La violencia está imparable. Ahora están de moda los asaltos armados a casa-habitación. Las noticias dan cuenta de ello todos los días. Temí por mi familia y me puse en contacto con un ex policía para hacerme de una pistola. Por suerte, tenía disponible una reglamentaria. Un revólver Smith&Wesson calibre 38, especial. Él mismo me proveyó de las municiones. No fue poco ni mucho lo que pagué, apenas lo suficiente para sentir que tenía con qué protegerme a mí y a los míos.
Como en el país es ilegal la
posesión de armas por parte de civiles, a menos que la Sedena te expida un
permiso, no hay donde hacer prácticas de tiro. No aspiraba yo ha tanto. Se
manejar armas. Sólo quería comprobar que la pistola funcionara. Así que me
dirigí al malecón costero y enfilé hacia su término, donde se ubicaba el último
hotel de la Costera, el Marisol. Aparqué mi coche y me interné, por una
escalinata, a la arenosa playa. Adelanté el inmueble y avancé, según calculé a
ojo de buen cubero, un par de cuadras sobre la playa, en despoblado. El calor
hizo la caminata insoportable, sin contar la arena suelta de la playa. De un
lado el mar, del otro los lomeríos recubiertos de hierba que resiste estas
condiciones de salinidad.
Con el cuerpo y la cabeza
calientes por el sol, dudé brevemente entre disparar contra las dunas o contra el mar.
Aunque las lomas estaban más próximas, opté por el mar. Casi sin apuntar,
calculando que las balas alcanzaran unos 60 o 70 metros, disparé una, dos, tres
veces, sintiendo el contragolpe de la pistola contra mi brazo extendido.

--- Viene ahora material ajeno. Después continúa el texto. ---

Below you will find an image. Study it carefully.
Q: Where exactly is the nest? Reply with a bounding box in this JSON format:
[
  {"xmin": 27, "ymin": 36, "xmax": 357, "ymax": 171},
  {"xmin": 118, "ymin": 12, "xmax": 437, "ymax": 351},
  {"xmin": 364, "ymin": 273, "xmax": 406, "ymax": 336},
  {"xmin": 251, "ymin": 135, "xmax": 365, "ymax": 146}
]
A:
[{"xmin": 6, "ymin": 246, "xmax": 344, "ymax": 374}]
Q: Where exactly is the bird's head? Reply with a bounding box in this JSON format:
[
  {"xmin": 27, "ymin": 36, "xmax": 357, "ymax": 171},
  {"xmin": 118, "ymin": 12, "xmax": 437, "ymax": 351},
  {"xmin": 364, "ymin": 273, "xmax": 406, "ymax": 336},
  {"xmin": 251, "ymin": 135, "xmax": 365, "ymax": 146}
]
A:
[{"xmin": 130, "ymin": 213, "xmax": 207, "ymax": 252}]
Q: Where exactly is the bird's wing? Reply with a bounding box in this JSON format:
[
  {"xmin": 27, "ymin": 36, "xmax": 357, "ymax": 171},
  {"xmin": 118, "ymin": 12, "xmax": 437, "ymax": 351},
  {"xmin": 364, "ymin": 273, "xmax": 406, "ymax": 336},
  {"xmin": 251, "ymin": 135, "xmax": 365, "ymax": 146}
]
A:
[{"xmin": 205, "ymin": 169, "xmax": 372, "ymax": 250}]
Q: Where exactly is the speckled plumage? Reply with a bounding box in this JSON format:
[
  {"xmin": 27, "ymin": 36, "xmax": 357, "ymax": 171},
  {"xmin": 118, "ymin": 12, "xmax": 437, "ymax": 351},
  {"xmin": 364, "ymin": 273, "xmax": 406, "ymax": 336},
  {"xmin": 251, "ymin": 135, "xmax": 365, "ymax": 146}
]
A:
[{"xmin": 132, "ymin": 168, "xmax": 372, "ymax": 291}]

Funcionaba bien. Las balas no estaban caducadas. Me di por bien servido y
retomé el camino de regreso hacia el malecón, la misma asoleada continuada,
donde había dejado el coche. Cuando llegué guardé el arma en la guantera y me
dirigí a la casa, donde la puse en la recámara que comparto con mi mujer, lejos
del alcance de los niños.
Consideré mi día de descanso bien
aprovechado y al día siguiente cumplí mi rutinario día de trabajo. Al salir me
dirigí a la casa y encendí el radio en las noticias de la noche. Ahí fue que me
enteré. A unos 200 metros del Hotel Marisol, el último del Malecón Costero,
había aparecido en la playa, arrastrado por la marea y el oleaje, el cuerpo de
un buzo con dos orificios de bala en el costado izquierdo, en el torso para ser
más precisos. Los pelos se me pusieron de punta; tuve que orillarme sobre la
cuneta y respirar profundamente. ¿Sería posible? Aún faltaba el peritaje del
Semefo, que determinaría el calibre de las balas. Recé porque el Marisol no
contara con cámaras de vigilancia. Porque si era así no tardarían en
reconocerme.
Al día siguiente el peritaje
estaba completo. Efectivamente, las balas que acabaron con la vida del buzo eran
calibre 38. Se hospedaba en el Marisol. Era una viajante de negocios que había
visto una oportunidad en la violenta ciudad. Ultimaba, según dijeron los
entrevistados, detalles de un servicio funerario con crematorio en la ciudad.
Lo que no se imaginó es que él mismo iba a inaugurarlo. No sé por qué, pero eso
me hizo sentir menos culpable. Todos sabemos lo que cuesta una tumba en los
panteones de la ciudad, una cremación, un féretro, una urna, unos servicios velatorios. Es
gente que lucra desmedidamente con la desgracia ajena. Yo sigo rezando para que
el Marisol carezca de cámaras de vigilancia.